VATICAN CITY (Zenit.org): The example of the 13th-century nun St. Gertrude offers much more than a lesson in history, says Benedict XVI. Her testimony shows that the center of a happy life is friendship with Jesus.
The Pope affirmed this Wednesday when he continued with his series of general audiences dedicated to women religious of the middle Ages.
He again brought his listeners to the monastery of Helfta, this week to consider in depth a saint he mentioned last Wednesday during his address on St. Matilda.
Wednesday's lesson was about St. Gertrude the Great (1256-1301 or 1302), "the only woman of Germanic descent to be called 'the Great,'" he noted, "because of her cultural and evangelical stature."
The Holy Father summarized the life and spiritual depth of the saint, emphasizing such facts as that "nothing is known about her parents or the place of her birth," but that Gertrude accepted this early uprooting as a gift from Christ. "She said that the Lord said: 'I chose her for my dwelling because it pleases me that everything that is pleasing in her is my work. [...] Precisely for this reason I removed her from all her relatives so that no one would love her for reasons of blood relationship and I would be the only motive of the affection that moves her.'"
Gertrude was an extremely intelligent woman, and she pursued her studies from a young age, having been entrusted to the monastery at age 5 for education and formation.
The Pope observed: "[S]he had a strong character, determined, decisive, impulsive; often negligent, she says; she acknowledges her defects and humbly asks for forgiveness of them. With humility she asks for advice and prayers for her conversion. There are features of her temperament and defects that stayed with her until the end, to the point of astonishing some persons, who wondered how it was possible that the Lord preferred her so much."
Her success at study made her stand out among her sisters, Benedict XVI continued, and "she was tenacious in consolidating her learning in various fields."
However, he said, in the Advent of 1280, she began to sense the vanity of all worldly accomplishments and felt a deep turmoil, until the Lord enlightened her with a vision of a youth who helped her to "surmount the tangle of thorns that oppressed her soul." In this vision, the Pontiff recounted, "she recognized the One who on the cross saved us with his blood, Jesus."

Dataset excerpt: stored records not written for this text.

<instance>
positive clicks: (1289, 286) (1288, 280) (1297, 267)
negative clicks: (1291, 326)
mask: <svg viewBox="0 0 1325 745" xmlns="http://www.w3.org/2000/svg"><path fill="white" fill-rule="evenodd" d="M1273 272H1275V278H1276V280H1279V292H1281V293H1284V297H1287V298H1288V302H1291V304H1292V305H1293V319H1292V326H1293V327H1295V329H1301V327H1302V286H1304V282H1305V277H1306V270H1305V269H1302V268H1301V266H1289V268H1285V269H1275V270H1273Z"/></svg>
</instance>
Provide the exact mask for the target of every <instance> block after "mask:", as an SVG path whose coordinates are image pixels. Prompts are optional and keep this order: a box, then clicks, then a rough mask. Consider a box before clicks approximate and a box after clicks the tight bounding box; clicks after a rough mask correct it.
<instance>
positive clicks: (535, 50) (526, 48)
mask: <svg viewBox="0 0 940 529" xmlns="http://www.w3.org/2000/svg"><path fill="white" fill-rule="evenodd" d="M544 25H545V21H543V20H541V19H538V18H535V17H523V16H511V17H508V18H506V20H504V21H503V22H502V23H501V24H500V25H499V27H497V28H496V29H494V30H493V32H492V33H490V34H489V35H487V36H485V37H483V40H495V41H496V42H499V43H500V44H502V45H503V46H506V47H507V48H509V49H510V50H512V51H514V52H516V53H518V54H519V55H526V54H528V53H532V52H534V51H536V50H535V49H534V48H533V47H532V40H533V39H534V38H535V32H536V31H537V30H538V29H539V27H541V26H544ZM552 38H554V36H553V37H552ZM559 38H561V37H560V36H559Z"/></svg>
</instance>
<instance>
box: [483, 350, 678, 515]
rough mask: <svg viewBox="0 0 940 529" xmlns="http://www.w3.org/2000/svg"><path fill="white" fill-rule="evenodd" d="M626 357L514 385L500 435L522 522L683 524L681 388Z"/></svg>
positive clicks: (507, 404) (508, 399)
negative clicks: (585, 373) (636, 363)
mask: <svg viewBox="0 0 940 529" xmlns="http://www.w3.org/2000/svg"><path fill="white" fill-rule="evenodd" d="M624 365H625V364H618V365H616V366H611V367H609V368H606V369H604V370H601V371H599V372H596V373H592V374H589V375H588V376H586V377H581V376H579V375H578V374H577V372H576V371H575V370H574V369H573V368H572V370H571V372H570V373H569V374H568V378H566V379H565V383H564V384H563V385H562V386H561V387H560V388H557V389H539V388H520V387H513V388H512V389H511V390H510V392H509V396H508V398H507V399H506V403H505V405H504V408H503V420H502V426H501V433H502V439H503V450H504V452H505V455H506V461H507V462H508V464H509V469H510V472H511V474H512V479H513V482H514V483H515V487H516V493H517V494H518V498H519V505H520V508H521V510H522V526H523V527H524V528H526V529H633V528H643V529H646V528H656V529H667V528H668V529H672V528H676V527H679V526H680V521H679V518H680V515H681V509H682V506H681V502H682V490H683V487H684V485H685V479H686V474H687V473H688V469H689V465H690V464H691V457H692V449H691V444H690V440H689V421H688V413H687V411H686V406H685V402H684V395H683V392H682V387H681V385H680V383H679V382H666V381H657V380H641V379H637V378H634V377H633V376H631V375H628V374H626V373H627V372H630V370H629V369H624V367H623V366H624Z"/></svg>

Citing her biographer, the Pope traced her conversion, in which, "with the tireless and careful reading of all the sacred books that she could have or obtain, she filled her heart with the most useful and sweet sentences of sacred Scripture."
"She dedicated herself to writing and spreading the truths of the faith with clarity and simplicity, grace and persuasion, serving the Church with love and fidelity," he added. Unfortunately, however, most of these writings have been lost, the Pope noted.
The Bishop of Rome concluded his reflection on St. Gertrude by saying that it seems obvious "these are not only historic things of the past, but that the existence of St. Gertrude continues to be a school of Christian life, of the straight path, which shows us that the center of a happy life, of a true life, is friendship with Jesus the Lord."
This friendship, he continued, "is learned in love for sacred Scripture, in love for the liturgy, in profound faith, in love for Mary, so that one will increasingly really know God himself and thus true happiness, the goal of our life."